Efficient Active Learning with Abstention
This work addresses the label efficiency challenge in machine learning by proposing a novel abstention-based approach, offering significant improvements for scenarios where labeling is costly or limited.
The paper tackles the problem of active learning by introducing an algorithm that can abstain from predictions on difficult examples, achieving polylog(1/ε) label complexity without low noise conditions, which reduces label complexity exponentially compared to passive and non-abstaining active learning.

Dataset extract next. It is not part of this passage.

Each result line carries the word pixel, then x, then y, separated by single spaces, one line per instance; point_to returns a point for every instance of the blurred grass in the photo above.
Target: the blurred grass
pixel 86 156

The goal of active learning is to achieve the same accuracy achievable by passive learning, while using much fewer labels. Exponential savings in terms of label complexity have been proved in very special cases, but fundamental lower bounds show that such improvements are impossible in general. This suggests a need to explore alternative goals for active learning. Learning with abstention is one such alternative. In this setting, the active learning algorithm may abstain from prediction and incur an error that is marginally smaller than random guessing. We develop the first computationally efficient active learning algorithm with abstention. Our algorithm provably achieves $\mathsf{polylog}(\frac{1}{\varepsilon})$ label complexity, without any low noise conditions. Such performance guarantee reduces the label complexity by an exponential factor, relative to passive learning and active learning that is not allowed to abstain. Furthermore, our algorithm is guaranteed to only abstain on hard examples (where the true label distribution is close to a fair coin), a novel property we term proper abstention that also leads to a host of other desirable characteristics (e.g., recovering minimax guarantees in the standard setting, and avoiding the undesirable "noise-seeking" behavior often seen in active learning). We also provide novel extensions of our algorithm that achieve constant label complexity and deal with model misspecification.